Discorsi Illuminati

Sono attratto dalla normalità esattamente perché provo repulsione naturale per ciò che mi accorgo essere a me somigliante. Mi è capitato di conoscere persone che mi somigliavano. Ebbene, la parte più animalesca di me procedeva spedita, come un avvoltoio, ma quella più essenziale e recondita fuggiva lontano. E fortunatamente aveva il sopravvento. Ma non per mano di me. No, da fuori, come se lo specchio si capovolgesse per far compiere ad altre mani il compito delle mie.
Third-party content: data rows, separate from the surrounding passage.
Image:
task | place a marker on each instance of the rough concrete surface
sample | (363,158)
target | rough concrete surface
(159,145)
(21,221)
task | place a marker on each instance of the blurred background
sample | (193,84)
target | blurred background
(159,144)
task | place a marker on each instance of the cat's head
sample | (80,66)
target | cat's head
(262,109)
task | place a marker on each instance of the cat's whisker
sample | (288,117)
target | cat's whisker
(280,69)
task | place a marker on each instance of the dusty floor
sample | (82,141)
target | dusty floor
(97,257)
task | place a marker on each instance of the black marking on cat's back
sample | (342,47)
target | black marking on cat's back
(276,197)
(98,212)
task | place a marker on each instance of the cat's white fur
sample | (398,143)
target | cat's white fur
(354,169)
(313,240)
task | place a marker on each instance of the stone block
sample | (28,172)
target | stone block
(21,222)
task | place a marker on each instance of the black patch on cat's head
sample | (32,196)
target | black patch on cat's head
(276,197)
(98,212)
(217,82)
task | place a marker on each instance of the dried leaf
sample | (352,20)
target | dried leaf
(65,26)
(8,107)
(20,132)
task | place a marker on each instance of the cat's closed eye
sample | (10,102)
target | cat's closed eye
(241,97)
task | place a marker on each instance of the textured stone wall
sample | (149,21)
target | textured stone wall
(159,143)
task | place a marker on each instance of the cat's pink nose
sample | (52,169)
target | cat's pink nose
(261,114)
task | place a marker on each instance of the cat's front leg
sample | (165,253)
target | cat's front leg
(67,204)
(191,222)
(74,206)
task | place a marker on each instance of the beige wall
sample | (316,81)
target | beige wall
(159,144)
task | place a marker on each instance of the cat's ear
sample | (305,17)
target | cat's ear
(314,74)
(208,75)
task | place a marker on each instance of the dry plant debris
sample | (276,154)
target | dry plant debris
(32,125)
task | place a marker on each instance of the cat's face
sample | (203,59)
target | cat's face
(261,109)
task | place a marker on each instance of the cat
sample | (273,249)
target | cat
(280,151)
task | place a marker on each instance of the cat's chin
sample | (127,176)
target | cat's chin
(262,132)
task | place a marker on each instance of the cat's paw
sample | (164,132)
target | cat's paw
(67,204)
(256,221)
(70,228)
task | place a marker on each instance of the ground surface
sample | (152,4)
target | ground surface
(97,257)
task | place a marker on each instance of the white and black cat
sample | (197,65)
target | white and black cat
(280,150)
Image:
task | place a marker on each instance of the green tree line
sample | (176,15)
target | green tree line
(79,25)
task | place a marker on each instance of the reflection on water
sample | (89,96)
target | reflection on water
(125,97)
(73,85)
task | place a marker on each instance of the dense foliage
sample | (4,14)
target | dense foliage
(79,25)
L'egocentrismo diventa la più colossale e patetica delle idiozie entrando in contatto con l'altrui mondo, che è poi il mondo punto e basta, perché esso, in questa conflagrazione, o si sgonfia come un palloncino bucato, o monta poggiando la sua peraltro squallida esistenza sulla psicopatologia del vicino. Possiamo forse pensare di vivere la massima purezza che emana dal nostro ego fregandocene altamente del fatto che il nostro ego stesso ha gambe e braccia che annaspano nei liquami fetidi di queste nostre città? Posso io prescindere dal filtro delle menti altrui, dal loro naturale degradare, digerendolo, ogni concetto e ogni scenario?

Abbandonandoti, ti accorgerai di aver già abbandonato preziosità ben più diamantine. Già ora, nel tuo arrovellarti su cosa e come, afferri sabbia con una forchetta. Nessuna telepatia ecciterà menti oltre la tua. Nessun idem sentire uscirà dalla pura elucubrazione da compendio tascabile. Nessun entusiasmo sarà mai dissetato. Nessuno desidera essere fecondato dalla tua mente, perché la tua mente, da sempre, naviga in acque pericolose. Al limite qualcuno potrà desiderare pezzi di te, membra e cunicoli, uniti al loro macinarsi nel tutto cosmico: la tua mente arriva dopo, come gingillo, come correzione di grappa nel caffè a fine pasto, come occasione per lamentarsi accanto ai propri simili, come argomento di conversazione per chi non ha nulla di meglio da fare che conversare. Consuma la tua mente in pace, e da solo. Se qualcuno ha sbirciato, lo ha fatto per caso, perché passava di lì. Tu non passa di qui. Tu qui ci sei sempre. Ha senso prendersi una vacanza da te?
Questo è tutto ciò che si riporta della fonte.